All this helps to explain the intense interest in what was supposed to be the release, after twenty-five years, of the last heretofore classified, and/or redacted, government documents on the subject, in accordance with the President John F. Kennedy Assassination Records Collection Act, which was signed into law by President George H. W. Bush, on October 26, 1992. Donald J. Trump, the current U.S. President, said at first that he intended to “lift the veil,” but the C.I.A. and the F.B.I. apparently pushed him to continue withholding, and redacting, some documents. Then, over the weekend, he promised to release everything but the names and addresses of living people. Very likely he was emboldened by Senator Chuck Grassley, of Iowa, the chairman of the Senate Judiciary Committee, who had called the latest delay “ridiculous,” and tweeted, “YeGods u had fifty yrs NOW CIA WANTS FURTHER COVERUP/POTUS STOP.” Trump, being Trump, may yet reverse himself, but it’s hard to imagine what could justify another delay.

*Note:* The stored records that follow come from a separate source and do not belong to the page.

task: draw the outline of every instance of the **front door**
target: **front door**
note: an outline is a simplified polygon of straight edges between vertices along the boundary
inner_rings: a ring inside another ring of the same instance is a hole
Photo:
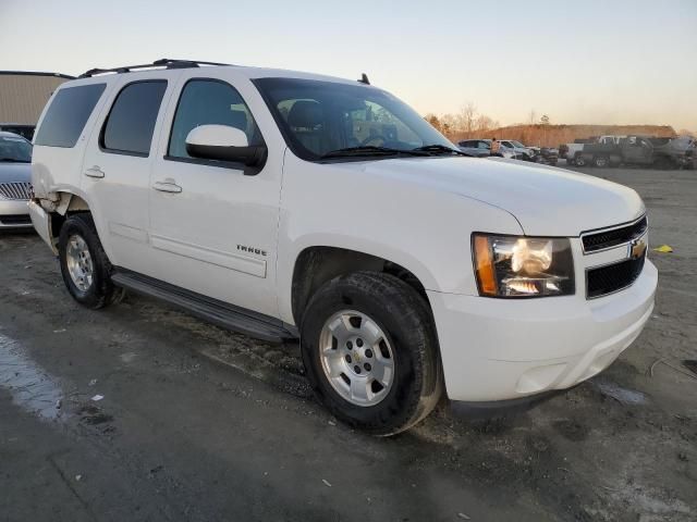
[[[188,74],[188,76],[186,75]],[[204,124],[243,130],[250,145],[264,138],[230,83],[185,73],[179,102],[167,119],[150,176],[150,245],[157,277],[267,315],[278,314],[276,245],[281,154],[264,169],[192,158],[186,136]]]

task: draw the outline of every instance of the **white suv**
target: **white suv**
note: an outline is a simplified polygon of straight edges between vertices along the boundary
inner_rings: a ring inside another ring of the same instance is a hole
[[[339,419],[393,434],[607,368],[653,308],[645,207],[591,176],[467,158],[362,80],[162,60],[62,84],[34,226],[78,302],[122,289],[299,338]]]

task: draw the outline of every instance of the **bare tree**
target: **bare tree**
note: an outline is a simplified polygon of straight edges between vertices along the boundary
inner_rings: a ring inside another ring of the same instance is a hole
[[[466,105],[463,105],[457,114],[458,130],[465,133],[466,137],[470,138],[472,133],[475,130],[475,124],[477,119],[477,108],[470,101]]]
[[[494,128],[493,120],[486,114],[479,114],[475,122],[475,128],[477,129],[477,133],[485,134],[487,130]]]

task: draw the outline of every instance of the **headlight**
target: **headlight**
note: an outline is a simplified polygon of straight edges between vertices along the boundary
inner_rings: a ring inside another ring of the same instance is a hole
[[[472,248],[481,296],[574,294],[574,262],[568,239],[473,234]]]

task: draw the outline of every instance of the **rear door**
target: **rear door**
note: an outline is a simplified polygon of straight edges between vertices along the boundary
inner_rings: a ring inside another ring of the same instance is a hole
[[[245,173],[241,163],[189,157],[186,136],[205,124],[232,126],[243,130],[250,145],[264,142],[249,109],[255,105],[247,100],[254,97],[259,109],[264,102],[252,84],[235,83],[212,67],[207,73],[182,73],[150,176],[157,278],[276,316],[283,149],[267,144],[267,162],[255,175]]]
[[[152,270],[148,246],[149,174],[154,136],[171,91],[171,76],[123,74],[91,133],[82,187],[114,265]]]

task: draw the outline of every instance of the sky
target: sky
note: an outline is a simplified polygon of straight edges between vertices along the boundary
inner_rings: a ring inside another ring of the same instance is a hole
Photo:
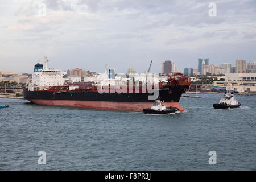
[[[0,0],[0,70],[31,73],[46,56],[52,68],[117,73],[256,61],[256,1]]]

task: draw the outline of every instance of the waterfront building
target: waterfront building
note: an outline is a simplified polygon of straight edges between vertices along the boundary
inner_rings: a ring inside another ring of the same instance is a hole
[[[220,73],[222,74],[230,73],[232,71],[232,65],[230,63],[223,63],[221,64]]]
[[[65,81],[69,83],[79,82],[82,81],[82,77],[76,75],[68,76]]]
[[[236,67],[232,67],[231,69],[231,73],[236,73]]]
[[[87,71],[76,68],[75,69],[68,69],[67,71],[67,76],[77,76],[80,77],[87,76]]]
[[[256,92],[256,73],[226,73],[225,81],[214,81],[213,86],[239,92]]]
[[[169,73],[172,72],[172,62],[171,61],[165,61],[162,64],[163,72],[162,73]]]
[[[256,73],[256,62],[254,63],[248,63],[246,64],[246,73]]]
[[[205,59],[204,63],[205,63],[205,65],[209,65],[209,58]]]
[[[204,64],[204,65],[203,65]],[[204,68],[203,67],[205,65],[209,65],[209,58],[206,58],[204,60],[203,60],[203,59],[199,58],[198,59],[198,72],[200,73],[201,75],[205,75],[205,73],[204,73]]]
[[[246,61],[237,60],[236,61],[236,73],[244,73],[246,72]]]
[[[90,72],[90,71],[87,71],[86,76],[93,76],[96,75],[96,72]]]
[[[127,69],[127,74],[135,74],[136,73],[136,69],[134,68],[128,68]]]
[[[203,59],[201,58],[198,59],[198,72],[202,74],[202,63]]]
[[[185,75],[193,75],[193,68],[186,68],[184,70],[184,74]]]
[[[215,75],[220,74],[221,67],[213,64],[205,65],[204,62],[202,65],[204,75]]]

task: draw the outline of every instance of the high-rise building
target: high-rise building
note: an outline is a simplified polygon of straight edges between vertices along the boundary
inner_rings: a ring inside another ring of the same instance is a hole
[[[127,74],[134,74],[136,73],[136,69],[134,68],[128,68],[127,69]]]
[[[67,71],[67,76],[77,76],[83,77],[87,76],[87,71],[76,68],[75,69],[68,69]]]
[[[204,64],[204,63],[203,63]],[[211,65],[204,65],[203,67],[203,75],[207,75],[207,73],[210,73],[210,75],[219,75],[220,73],[221,67]]]
[[[230,63],[221,64],[220,73],[222,74],[232,73],[232,66]]]
[[[115,74],[114,69],[109,69],[109,79],[115,79]]]
[[[237,60],[236,61],[236,73],[244,73],[246,72],[246,61]]]
[[[163,65],[163,73],[169,73],[172,72],[172,62],[171,61],[165,61]]]
[[[209,65],[209,58],[205,59],[204,63],[205,63],[205,65]]]
[[[256,62],[251,63],[249,62],[246,64],[246,73],[254,73],[256,72]]]
[[[184,74],[185,75],[193,75],[193,68],[186,68],[184,69]]]
[[[203,59],[199,58],[198,59],[198,72],[202,74],[202,63]]]
[[[203,60],[203,59],[198,59],[198,72],[200,72],[201,75],[204,75],[203,68],[202,67],[202,64],[203,63],[204,65],[209,65],[209,58],[205,59],[204,61]]]
[[[164,73],[164,61],[162,62],[161,64],[162,71],[161,73]]]
[[[232,67],[231,69],[231,73],[236,73],[236,67]]]

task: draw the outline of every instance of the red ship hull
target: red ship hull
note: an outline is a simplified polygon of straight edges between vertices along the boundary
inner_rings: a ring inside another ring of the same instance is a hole
[[[39,105],[116,111],[142,111],[143,109],[151,108],[152,106],[151,102],[52,100],[44,99],[27,100]],[[166,107],[172,106],[177,108],[180,111],[184,111],[184,108],[179,105],[179,102],[164,102],[164,105]]]

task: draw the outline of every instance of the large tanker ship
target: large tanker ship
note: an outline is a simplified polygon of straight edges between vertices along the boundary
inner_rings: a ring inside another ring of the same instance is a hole
[[[123,85],[115,88],[109,84],[107,85],[109,86],[105,85],[100,90],[99,85],[84,84],[59,85],[63,74],[59,70],[48,69],[47,63],[46,61],[45,69],[42,65],[36,64],[31,85],[23,91],[25,99],[37,104],[142,111],[143,109],[151,107],[155,100],[158,98],[164,101],[166,107],[177,107],[183,111],[179,102],[191,84],[189,78],[176,73],[168,77],[165,82],[159,81],[158,84],[153,84],[151,89],[147,86],[145,89],[141,83],[139,86],[127,84],[125,88]],[[102,93],[102,90],[105,92]],[[150,96],[154,97],[156,92],[157,97],[149,99]]]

How, then, to explain the passion of the F.B.I., the C.I.A., and other agencies to keep suppressing some records? Was there a secret too terrible to be exposed? John Tunheim, a U.S. district judge, who chaired a first review of the files, told Politico, “I just don’t think there is anything in these records that require keeping them secret now.” Was the American psyche regarded as a flower so fragile that, after the murders of the Kennedy brothers and Dr. King; the lies that led to the escalation of the Vietnam War; the Watergate scandals; and, more recently, possible interference by Russia in our last Presidential election, the nation could not face its own history?

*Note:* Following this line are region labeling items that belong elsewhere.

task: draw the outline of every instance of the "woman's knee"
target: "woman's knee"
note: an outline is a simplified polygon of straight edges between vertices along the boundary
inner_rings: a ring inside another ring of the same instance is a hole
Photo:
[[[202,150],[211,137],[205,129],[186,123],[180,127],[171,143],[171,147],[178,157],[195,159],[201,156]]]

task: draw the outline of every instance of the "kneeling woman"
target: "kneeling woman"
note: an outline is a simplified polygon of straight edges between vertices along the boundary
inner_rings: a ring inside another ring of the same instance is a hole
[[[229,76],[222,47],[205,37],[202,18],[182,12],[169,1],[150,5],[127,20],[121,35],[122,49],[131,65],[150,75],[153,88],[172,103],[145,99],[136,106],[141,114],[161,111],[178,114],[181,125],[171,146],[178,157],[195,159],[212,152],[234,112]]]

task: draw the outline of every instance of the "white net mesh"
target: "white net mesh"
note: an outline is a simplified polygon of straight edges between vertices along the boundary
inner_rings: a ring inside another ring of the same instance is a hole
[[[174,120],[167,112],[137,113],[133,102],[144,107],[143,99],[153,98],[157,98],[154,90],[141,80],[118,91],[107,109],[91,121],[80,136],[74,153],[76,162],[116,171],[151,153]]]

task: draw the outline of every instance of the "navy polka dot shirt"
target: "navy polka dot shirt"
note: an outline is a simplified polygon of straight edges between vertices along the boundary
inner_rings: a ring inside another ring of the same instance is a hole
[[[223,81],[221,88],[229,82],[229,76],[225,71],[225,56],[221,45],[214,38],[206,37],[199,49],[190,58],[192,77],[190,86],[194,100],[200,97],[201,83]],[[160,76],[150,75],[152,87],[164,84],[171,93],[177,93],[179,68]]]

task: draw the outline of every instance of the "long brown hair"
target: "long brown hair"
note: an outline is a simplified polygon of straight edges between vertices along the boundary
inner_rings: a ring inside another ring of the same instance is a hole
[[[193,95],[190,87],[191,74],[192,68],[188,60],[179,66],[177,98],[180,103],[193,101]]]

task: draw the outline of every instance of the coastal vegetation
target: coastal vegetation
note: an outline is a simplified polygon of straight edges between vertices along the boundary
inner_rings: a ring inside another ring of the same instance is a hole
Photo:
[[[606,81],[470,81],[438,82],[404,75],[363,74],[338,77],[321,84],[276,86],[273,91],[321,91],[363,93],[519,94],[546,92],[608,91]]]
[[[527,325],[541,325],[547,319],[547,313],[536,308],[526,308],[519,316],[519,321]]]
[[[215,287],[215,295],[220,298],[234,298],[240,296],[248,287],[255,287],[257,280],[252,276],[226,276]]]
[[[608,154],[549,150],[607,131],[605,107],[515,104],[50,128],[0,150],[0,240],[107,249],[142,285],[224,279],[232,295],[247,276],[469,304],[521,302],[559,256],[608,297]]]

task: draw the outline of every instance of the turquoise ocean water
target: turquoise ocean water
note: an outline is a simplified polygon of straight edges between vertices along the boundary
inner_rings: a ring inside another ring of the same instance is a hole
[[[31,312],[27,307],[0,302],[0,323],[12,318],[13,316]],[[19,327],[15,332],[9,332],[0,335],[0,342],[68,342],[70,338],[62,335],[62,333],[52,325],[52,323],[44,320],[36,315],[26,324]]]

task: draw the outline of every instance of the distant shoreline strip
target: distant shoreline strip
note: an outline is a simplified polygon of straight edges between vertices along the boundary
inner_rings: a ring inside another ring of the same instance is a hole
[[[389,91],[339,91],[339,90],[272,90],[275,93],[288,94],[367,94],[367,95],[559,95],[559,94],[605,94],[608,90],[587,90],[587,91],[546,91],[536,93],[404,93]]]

Perhaps the real fragile flowers are agencies determined to hide their documented incompetence: leads that were ignored, witnesses not listened to, murderous plots against foreign leaders concealed for years. In February, 1964, Chief Justice Earl Warren, who was leading the official investigation, was asked if the full record would be released, and he replied, “Yes, there will come a time. But it might not be in your life­time. I am not referring to anything especially, but there may be some things that would involve security.” More than a half century later, it might be argued that secrecy itself shares the blame for fomenting so many conspiracy theories, paranoidal movies like “J.F.K.,” and so much suspicion that, according to the Pew Research Center, only nineteen per cent of Americans say that they trust the government to do what’s right. (In 1958, when the question was first posed, seventy-three per cent trusted the government.) In a democracy that relies on trust in its institutions, and the consent of the governed, that diminishment of faith is a national tragedy on the level of the murder of a President.